I’ve included a transcript of my interview with Ali A. Abhary, Spectrum's CEO (Twitter: @alitalks), below for you to see how a publisher is handling and viewing these changes in the audio ecosystem.
Q. Tell me about your service.
A. Spectrum Medya is owned by private equity fund the Actera Group, which joined two and a half years ago. At the time, the Spectrum consisted of five terrestrial radio station networks across 20 to 30 different cities in the country. Turkey had state-owned broadcasting until the '90s, until deregulation, which is when we got chance to really steer two of the oldest radio stations in Turkey under our own control.
Q. How was the ad business for traditional radio before digital?
A. It wasn’t just in Turkey that we saw radio ad growth flattening out – it was happening worldwide, with digital growing rapidly. The race was on to capitalize on digital.

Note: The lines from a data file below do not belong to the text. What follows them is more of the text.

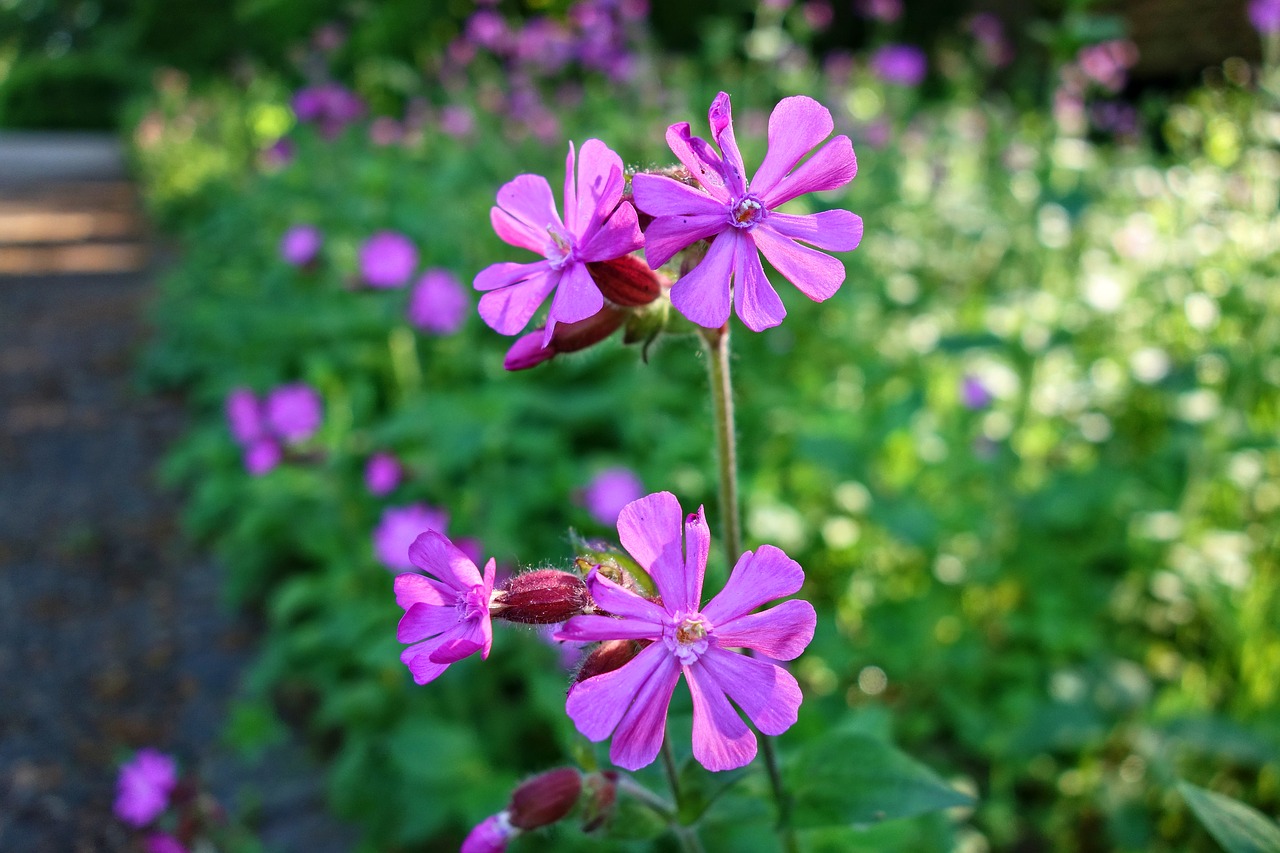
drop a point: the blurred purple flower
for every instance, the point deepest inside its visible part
(301, 245)
(382, 474)
(144, 787)
(438, 304)
(387, 259)
(400, 527)
(900, 64)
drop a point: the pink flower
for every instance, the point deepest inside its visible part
(446, 607)
(144, 787)
(598, 226)
(438, 304)
(741, 214)
(609, 491)
(387, 259)
(400, 527)
(382, 474)
(631, 702)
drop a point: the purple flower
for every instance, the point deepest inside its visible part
(144, 787)
(741, 215)
(900, 64)
(300, 245)
(400, 527)
(446, 607)
(382, 474)
(293, 411)
(686, 637)
(438, 304)
(609, 491)
(598, 226)
(387, 259)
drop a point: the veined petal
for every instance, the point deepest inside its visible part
(597, 705)
(721, 739)
(616, 237)
(758, 305)
(668, 235)
(661, 196)
(759, 576)
(836, 231)
(433, 552)
(781, 633)
(507, 310)
(650, 532)
(767, 693)
(832, 165)
(640, 731)
(796, 127)
(816, 274)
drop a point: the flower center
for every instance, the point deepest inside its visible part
(746, 213)
(686, 637)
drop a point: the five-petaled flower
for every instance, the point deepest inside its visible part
(598, 226)
(741, 215)
(691, 638)
(446, 607)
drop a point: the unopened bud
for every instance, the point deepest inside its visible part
(542, 597)
(545, 798)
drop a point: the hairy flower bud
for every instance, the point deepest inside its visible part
(542, 597)
(545, 798)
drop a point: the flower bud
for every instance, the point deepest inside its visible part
(545, 798)
(542, 597)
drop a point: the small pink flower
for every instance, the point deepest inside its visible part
(387, 259)
(743, 215)
(144, 787)
(688, 637)
(598, 226)
(446, 607)
(439, 302)
(400, 527)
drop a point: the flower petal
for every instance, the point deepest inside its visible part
(816, 274)
(434, 553)
(759, 576)
(766, 692)
(832, 165)
(836, 231)
(796, 127)
(703, 295)
(721, 739)
(754, 299)
(650, 532)
(781, 633)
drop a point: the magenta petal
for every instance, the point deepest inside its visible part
(766, 692)
(703, 295)
(721, 739)
(759, 576)
(831, 167)
(617, 237)
(836, 231)
(781, 633)
(757, 302)
(640, 731)
(816, 274)
(597, 705)
(508, 310)
(668, 235)
(435, 553)
(650, 532)
(796, 127)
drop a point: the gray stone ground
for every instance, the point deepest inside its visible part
(112, 633)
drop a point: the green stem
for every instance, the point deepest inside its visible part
(726, 457)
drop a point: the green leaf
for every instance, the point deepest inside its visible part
(850, 778)
(1238, 828)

Q. How did you begin that process?
I joined in 2011, coming from a background of the electronic ticketing company Billetix, which was eventually sold to Ticketmaster. This gave me a good background to come onboard and try something like what Clear Channel Broadcasting did with iHeartRadio. I decided to use Karnaval as the leading brand and, as well as putting all the terrestrial stations on the platform, I added additional web-only stations.
Q. How do you compete with giants like Spotify and Pandora?
A. Those systems are algorithm-based approaches, while we have a DJ-led approach where they curate the music and talk between shows. We couldn’t compete with the giants on algorithm development. The way we compete is to be local and to really understand the local taste.
Q. How often do your users listen, and what are the typical listening hours?
A. Forty-five percent of our users use the service at least once per week; 82% use it at least every day. Average listening time is 1:15 minutes on web and about 25 minutes on mobile.
Q. How many listen outside of Turkey?
A. About 10% to 15% of our listening takes place outside of Turkey, with a big portion coming from the Turkish diaspora in various parts of the world, especially Germany, US, and Netherlands.
Q.Can you describe the advertising you have on the site and what the business model is?
A. We have, broadly speaking, three advertising categories: display/rich media; video; and in-stream audio. In the areas of display/rich media and video, our properties are very much like on other websites. However, where we have a unique capability is with in-stream audio (with banner sync). Here we offer advertising an immersive experience – including in-stream video ads – that blend the benefits of radio advertising with digital advertising. Our pricing is on a per-impression basis as well, something new for radio buyers. We can also offer targeted ads – based on device, demographics, geography, or other metrics.
Q. From a philosophical standpoint, what do you think of push vs. pull advertising/marketing methods?
A. I think, increasingly, having a real “native” advertising model is key. Branded content and less-intrusive ads are increasingly more effective and have higher recall.
Q.Are there insights into the effectiveness/recall of audio vs. visual advertising methods from your service?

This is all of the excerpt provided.